The Prime Minister, a so-called feminist, has said that there is no relationship more important to him than the one with indigenous peoples. It took him a week to publicly denounce those comments, comments that may have come out of his own office. One wonders what exactly is going on.
At the very heart of this is the independence of our courts to apply the law equally to all Canadians. We have a Liberal Party that stated that it was going to be different. The Liberals were going to be open by default. They were going to be transparent. However, when we sought that openness and transparency, what did the Liberals do? They voted against all our efforts and then said that the committee should go in camera, behind closed doors, to discuss sensitive things. They want to talk about these witnesses, but they do not want to talk about those witnesses. It is incoherent.

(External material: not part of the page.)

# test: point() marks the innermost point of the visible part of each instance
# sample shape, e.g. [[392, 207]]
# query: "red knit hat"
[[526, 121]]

The good thing about telling the truth, I would offer the Prime Minister, is that it is easy to repeat, because it does not change. I noticed that with the Prime Minister, day by day the story was different: the allegations were entirely false; the evidence that nothing untoward happened was that his former attorney general was still in cabinet. The next day, where was she? She was out of cabinet, having resigned.
The Liberals know how bad this is. If they do not, shame on them. They stand up, one after another, and say that the Prime Minister does not need to waive solicitor-client privilege, that we do not need to hear from the former attorney general at the justice committee and that the Prime Minister's word is good enough for them. The Prime Minister's word has not been consistent at all in this scandal.
I will remind my Liberal colleagues, because many of them were not here, that back in 2013, there was an opposition day motion the Liberals moved in Parliament:
That the Standing Committee on Access to Information, Privacy and Ethics be instructed to examine the conduct of the Prime Minister’s Office regarding the repayment of Senator Mike Duffy’s expenses; that the Prime Minister be ordered to appear under oath as a witness before the Committee for a period of 3 hours, before December 10, 2013; and that the proceedings be televised.
That is what the Liberals thought in opposition when the whole Nigel Wright-Mike Duffy payoff was going on. They thought that a good person to hear from was the Prime Minister himself. Now they flip over to being in government and they say, “Oh my, the Prime Minister told us several versions. We believe them all. We are Liberals. We are somewhat morally flexible when it comes to the truth."
The Prime Minister said something on Monday that was different on Tuesday and changed again on Wednesday, but it all sounds right to the Liberals. Canadians are left wondering who these guys are. They are three years into governing and cannot find the truth with both hands.
The Liberals are looking around and wondering why no one believes them when the head of the Liberal Party, the Prime Minister of Canada, has implicated himself in a scandal that goes right to the heart of our faith and belief not only that government but that our courts are independent and that all Canadians, regardless of their stature or connections, will experience a fair hearing and trial.
We see two sets of rules in place, one for well-connected and wealthy people and another for everyone else. Canadians deserve the answers. Canadians will eventually get the answers. It is only a question of when and how.